A “Just” scale is one that exactly follows the natural harmonic series. An octave has a frequency double that of the fundamental note. The location of other notes is based on the physics of a vibrating string or air column. These other notes occur at precise ratios of integer numbers (for example, 5/4 or 3/2). Bugles, and other valve-less horns, produce their notes using the harmonic series. The only notes they can produce must follow these physics and are on a “just” scale (ignoring pitch-bending by the player). Bugle music is “just” music.

However, there is a problem with the just scale. If you change keys, the notes are different place and are no longer the same. Let us start in the key of A with A=440 Hz. The octave would be 880 Hz. If I go up a fifth to E, it would be at 3/2 or 660 Hz. Let us say I have another instrument in E, that is tuned to 330 Hz with an octave at that same 660 Hz. If I used that second instrument to play a C# (a major sixth) it would need a ratio of 27/16 (based on physics-based, harmonic tuning) which is 556.9 Hz. The first instrument, the one in A, would need to go up a major third, or 5/4. This would be 550 Hz for a C#. Those two instruments are off by more than 1% which is enough to hear them as out of tune. This is the problem with the just scale. It only works in one key. This is fine for valve-less brass when all instruments are in the same key, or for singers who can easily adjust pitch by ear. It is nearly impossible for something like a piano to deal with and can be a major issue for instruments that need holes drilled in precise places to create desired pitches..

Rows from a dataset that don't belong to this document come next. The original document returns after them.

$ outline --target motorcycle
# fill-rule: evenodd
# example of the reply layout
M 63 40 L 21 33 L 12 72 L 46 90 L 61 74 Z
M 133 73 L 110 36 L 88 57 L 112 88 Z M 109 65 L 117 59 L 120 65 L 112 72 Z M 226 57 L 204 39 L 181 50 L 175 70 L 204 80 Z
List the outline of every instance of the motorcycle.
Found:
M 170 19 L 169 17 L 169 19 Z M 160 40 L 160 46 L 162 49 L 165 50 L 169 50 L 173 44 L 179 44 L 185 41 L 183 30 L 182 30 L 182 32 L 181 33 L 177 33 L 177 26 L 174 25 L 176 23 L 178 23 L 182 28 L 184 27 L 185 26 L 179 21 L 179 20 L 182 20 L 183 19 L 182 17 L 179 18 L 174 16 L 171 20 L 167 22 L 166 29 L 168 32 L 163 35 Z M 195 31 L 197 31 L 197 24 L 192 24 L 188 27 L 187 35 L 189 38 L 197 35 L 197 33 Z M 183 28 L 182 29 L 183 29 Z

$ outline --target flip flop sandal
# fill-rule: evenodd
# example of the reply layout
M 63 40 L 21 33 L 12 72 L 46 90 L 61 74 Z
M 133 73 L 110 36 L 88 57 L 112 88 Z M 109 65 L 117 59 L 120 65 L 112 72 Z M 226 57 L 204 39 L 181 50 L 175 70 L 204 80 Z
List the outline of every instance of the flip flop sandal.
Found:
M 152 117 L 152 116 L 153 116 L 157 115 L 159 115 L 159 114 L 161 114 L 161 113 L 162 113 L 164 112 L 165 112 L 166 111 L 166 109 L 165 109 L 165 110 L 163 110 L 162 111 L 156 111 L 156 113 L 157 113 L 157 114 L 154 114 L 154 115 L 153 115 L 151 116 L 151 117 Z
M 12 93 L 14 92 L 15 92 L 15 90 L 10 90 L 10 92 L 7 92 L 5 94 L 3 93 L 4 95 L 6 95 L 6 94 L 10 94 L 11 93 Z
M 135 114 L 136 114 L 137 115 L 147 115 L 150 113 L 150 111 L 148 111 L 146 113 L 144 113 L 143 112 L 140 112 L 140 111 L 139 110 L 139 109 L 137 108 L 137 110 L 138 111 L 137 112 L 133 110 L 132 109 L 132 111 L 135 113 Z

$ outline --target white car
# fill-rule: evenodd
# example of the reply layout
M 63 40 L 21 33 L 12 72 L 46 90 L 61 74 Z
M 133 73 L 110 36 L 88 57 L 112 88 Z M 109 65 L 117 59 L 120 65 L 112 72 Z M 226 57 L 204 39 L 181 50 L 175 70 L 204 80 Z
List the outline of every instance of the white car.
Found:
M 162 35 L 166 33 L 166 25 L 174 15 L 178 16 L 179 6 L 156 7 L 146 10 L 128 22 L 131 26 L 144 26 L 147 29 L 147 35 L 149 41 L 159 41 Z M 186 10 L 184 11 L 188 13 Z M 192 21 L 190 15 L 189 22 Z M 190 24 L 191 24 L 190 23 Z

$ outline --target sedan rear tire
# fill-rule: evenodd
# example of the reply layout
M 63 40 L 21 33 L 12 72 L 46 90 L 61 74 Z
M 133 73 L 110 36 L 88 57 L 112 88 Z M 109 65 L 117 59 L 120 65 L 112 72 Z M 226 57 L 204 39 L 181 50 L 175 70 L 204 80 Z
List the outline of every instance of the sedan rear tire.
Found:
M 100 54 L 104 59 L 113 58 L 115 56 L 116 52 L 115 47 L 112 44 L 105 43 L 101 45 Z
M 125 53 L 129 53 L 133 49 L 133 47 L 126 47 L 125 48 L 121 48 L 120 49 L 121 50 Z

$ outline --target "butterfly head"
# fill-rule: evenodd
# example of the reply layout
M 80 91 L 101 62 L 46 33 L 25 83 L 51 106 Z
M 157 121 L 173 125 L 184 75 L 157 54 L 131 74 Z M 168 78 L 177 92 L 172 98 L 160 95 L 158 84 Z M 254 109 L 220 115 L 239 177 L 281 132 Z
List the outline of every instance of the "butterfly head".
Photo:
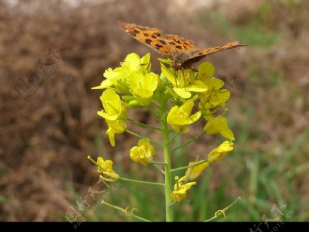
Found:
M 175 70 L 180 70 L 183 68 L 183 64 L 181 62 L 178 62 L 176 61 L 174 61 L 171 66 Z

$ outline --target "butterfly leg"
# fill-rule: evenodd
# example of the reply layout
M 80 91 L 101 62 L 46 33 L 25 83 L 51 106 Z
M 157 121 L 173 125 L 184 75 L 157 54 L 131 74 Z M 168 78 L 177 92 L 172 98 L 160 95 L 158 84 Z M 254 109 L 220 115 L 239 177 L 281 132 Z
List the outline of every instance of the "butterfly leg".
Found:
M 141 63 L 139 65 L 142 66 L 142 65 L 147 65 L 146 70 L 148 70 L 149 68 L 149 66 L 150 66 L 151 65 L 151 62 L 149 62 L 148 63 Z
M 185 90 L 185 69 L 183 68 L 183 67 L 181 67 L 181 70 L 183 71 L 183 86 L 185 87 L 185 91 L 186 91 Z

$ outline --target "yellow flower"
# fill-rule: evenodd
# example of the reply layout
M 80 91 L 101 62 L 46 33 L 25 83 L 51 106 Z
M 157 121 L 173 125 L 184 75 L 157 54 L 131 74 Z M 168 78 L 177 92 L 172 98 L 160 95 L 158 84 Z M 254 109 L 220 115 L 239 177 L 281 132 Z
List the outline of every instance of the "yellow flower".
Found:
M 172 125 L 172 129 L 176 132 L 187 133 L 189 129 L 186 126 L 197 121 L 201 117 L 201 112 L 191 115 L 194 105 L 192 101 L 187 101 L 183 105 L 175 105 L 172 107 L 168 115 L 168 123 Z
M 216 162 L 222 160 L 227 152 L 233 150 L 233 143 L 229 141 L 223 142 L 208 154 L 208 162 Z
M 121 92 L 126 92 L 126 87 L 124 82 L 132 72 L 139 71 L 143 74 L 148 72 L 150 70 L 150 55 L 147 53 L 144 56 L 139 58 L 136 53 L 130 53 L 126 56 L 124 61 L 122 63 L 122 67 L 114 70 L 109 68 L 105 71 L 103 76 L 106 78 L 99 86 L 92 87 L 93 89 L 105 89 L 115 87 Z
M 191 70 L 179 70 L 175 76 L 171 70 L 161 66 L 162 72 L 166 78 L 174 85 L 173 91 L 180 97 L 187 99 L 191 97 L 191 92 L 203 92 L 208 87 L 201 81 L 196 80 L 195 74 Z M 185 74 L 185 77 L 183 77 Z
M 199 162 L 201 162 L 204 160 L 198 160 L 196 162 L 190 162 L 189 163 L 189 166 L 196 165 Z M 189 178 L 190 180 L 193 180 L 196 179 L 200 174 L 204 171 L 207 167 L 209 165 L 209 162 L 205 162 L 199 165 L 196 165 L 192 167 L 190 167 L 187 169 L 185 172 L 185 176 Z
M 227 125 L 227 119 L 222 116 L 209 118 L 204 127 L 204 131 L 205 131 L 207 134 L 219 133 L 221 136 L 230 140 L 235 140 L 234 134 Z
M 130 90 L 141 105 L 148 105 L 158 86 L 159 77 L 152 72 L 145 76 L 139 71 L 132 72 L 128 79 Z
M 152 157 L 156 154 L 152 145 L 148 139 L 141 139 L 138 146 L 132 147 L 130 151 L 130 157 L 132 160 L 141 165 L 148 165 L 152 160 Z
M 177 182 L 174 186 L 174 191 L 171 193 L 172 200 L 174 202 L 180 202 L 181 200 L 184 199 L 187 195 L 187 191 L 191 188 L 192 185 L 196 184 L 196 182 L 191 182 L 185 184 L 183 182 L 187 180 L 185 176 L 183 176 L 178 180 L 179 177 L 176 176 L 175 180 Z
M 108 182 L 117 181 L 119 180 L 119 175 L 113 170 L 113 161 L 104 160 L 103 158 L 98 157 L 97 160 L 98 171 L 100 173 L 104 174 L 100 175 L 100 177 L 103 180 Z
M 109 143 L 112 147 L 115 147 L 115 134 L 124 133 L 126 129 L 126 123 L 121 120 L 111 120 L 106 119 L 108 129 L 106 134 L 108 136 Z
M 106 120 L 126 120 L 126 109 L 120 97 L 115 91 L 107 89 L 100 97 L 104 110 L 98 112 L 98 114 Z

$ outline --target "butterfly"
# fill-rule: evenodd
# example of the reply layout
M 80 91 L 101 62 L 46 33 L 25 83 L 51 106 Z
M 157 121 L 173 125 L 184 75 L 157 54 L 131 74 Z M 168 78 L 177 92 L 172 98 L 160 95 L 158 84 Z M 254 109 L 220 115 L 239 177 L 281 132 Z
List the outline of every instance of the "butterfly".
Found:
M 236 41 L 211 48 L 198 48 L 194 46 L 192 40 L 174 34 L 163 35 L 162 30 L 156 28 L 144 27 L 121 21 L 118 21 L 118 24 L 126 32 L 139 42 L 171 59 L 171 67 L 175 70 L 193 69 L 192 64 L 207 55 L 227 49 L 246 46 Z

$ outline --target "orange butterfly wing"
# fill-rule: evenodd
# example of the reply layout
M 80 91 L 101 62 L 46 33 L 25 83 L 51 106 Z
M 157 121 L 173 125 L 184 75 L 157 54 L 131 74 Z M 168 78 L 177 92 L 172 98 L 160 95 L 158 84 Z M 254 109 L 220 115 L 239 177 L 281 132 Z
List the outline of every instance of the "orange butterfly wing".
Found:
M 162 34 L 162 31 L 155 28 L 143 27 L 134 23 L 118 21 L 120 27 L 139 42 L 169 59 L 172 59 L 174 52 Z
M 174 34 L 165 34 L 164 37 L 165 37 L 168 43 L 170 43 L 177 52 L 185 52 L 187 50 L 195 48 L 194 44 L 192 40 Z
M 244 44 L 240 43 L 240 42 L 236 41 L 227 43 L 224 45 L 214 47 L 207 49 L 196 48 L 190 51 L 190 54 L 183 62 L 184 63 L 194 63 L 198 61 L 201 59 L 204 58 L 207 55 L 218 52 L 220 51 L 226 50 L 227 49 L 236 48 L 241 46 L 247 46 Z

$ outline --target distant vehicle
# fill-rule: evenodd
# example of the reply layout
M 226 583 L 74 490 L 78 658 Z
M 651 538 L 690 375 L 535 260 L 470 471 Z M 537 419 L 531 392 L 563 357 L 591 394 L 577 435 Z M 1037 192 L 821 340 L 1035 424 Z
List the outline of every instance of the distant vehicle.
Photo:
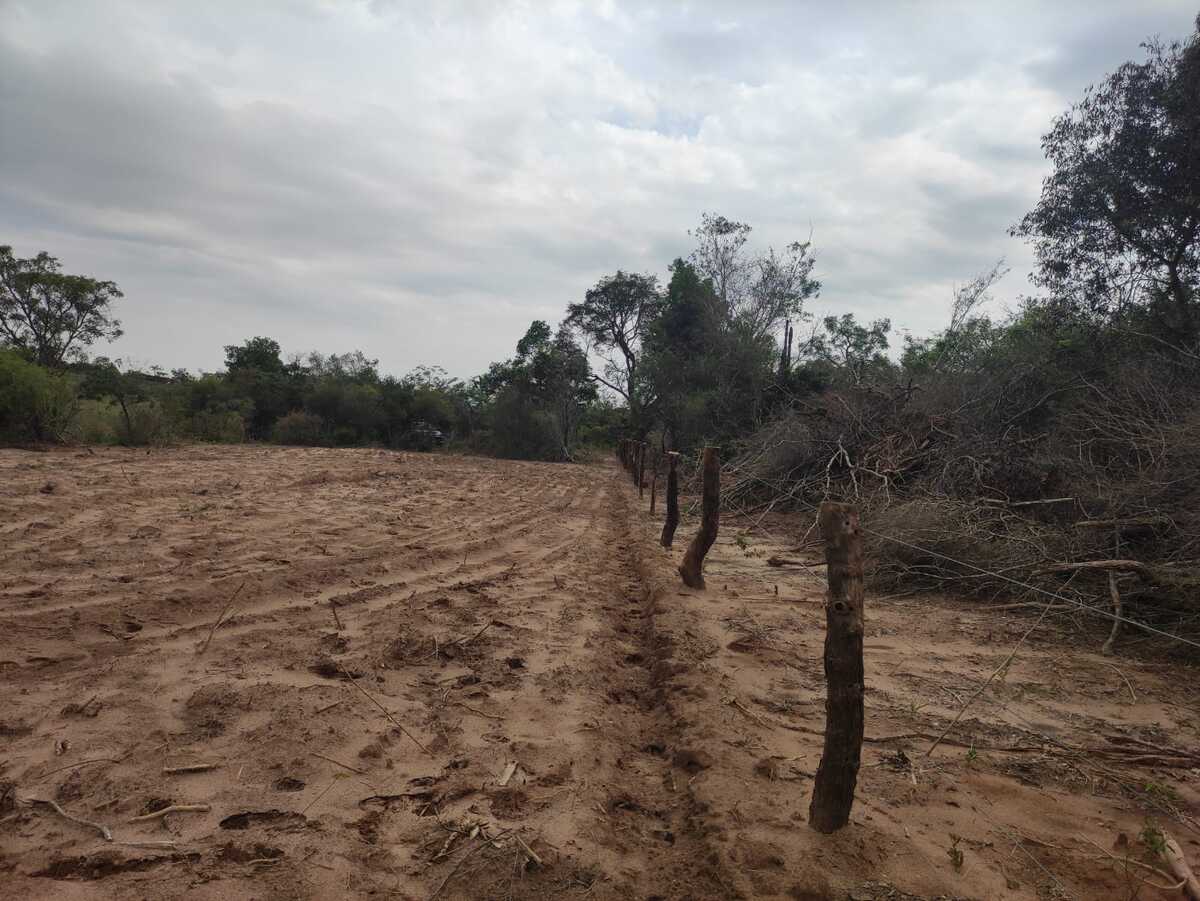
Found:
M 445 433 L 425 420 L 414 422 L 413 427 L 408 430 L 408 434 L 404 436 L 404 444 L 414 450 L 433 450 L 445 443 Z

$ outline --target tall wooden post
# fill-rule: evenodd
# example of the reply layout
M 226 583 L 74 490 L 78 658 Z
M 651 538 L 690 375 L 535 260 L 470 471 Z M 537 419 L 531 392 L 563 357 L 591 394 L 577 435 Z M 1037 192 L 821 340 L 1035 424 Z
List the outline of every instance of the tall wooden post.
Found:
M 863 756 L 863 534 L 858 509 L 824 503 L 826 739 L 812 785 L 809 825 L 834 833 L 850 822 Z
M 662 547 L 671 547 L 674 530 L 679 528 L 679 474 L 676 471 L 678 459 L 679 451 L 667 452 L 667 518 L 662 523 Z
M 703 493 L 701 494 L 700 531 L 688 546 L 679 564 L 679 576 L 689 588 L 704 587 L 704 555 L 716 541 L 721 522 L 721 455 L 716 448 L 704 448 Z
M 637 443 L 637 497 L 646 497 L 646 442 Z
M 650 463 L 650 516 L 654 516 L 654 499 L 659 493 L 659 461 L 661 459 L 658 453 L 653 457 Z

You may be familiar with Bach’s The Well-Tempered Clavier. Clavier is an early keyboard instrument. A kind of proto-piano. “Well-Tempered” is not an attempt to anthropomorphize the instrument. “Tempering” a scale is how you deal with the issue discussed above. Instead of having several frequencies for the “same” note, depending on what key you started in, you can move them around slightly. Find a middle ground between the different versions that is close enough to still be pleasing in either (or any) key. There are a number of different systems for tempering the scale. Some work well for several keys, but not all. A few are “well-tempered” and can work in al 12 keys. A “well-tempered” scale is one that can change keys and still retain similar spacing of intervals. Our current standard is the “Equal Tempered” scale, but there are others. Search youtube and you will find some fascinating examples of how different systems of tempering can create some different sounds.

A valve-less trumpet or bugle is inherently NOT tempered. It plays the harmonic series and inherently “just”.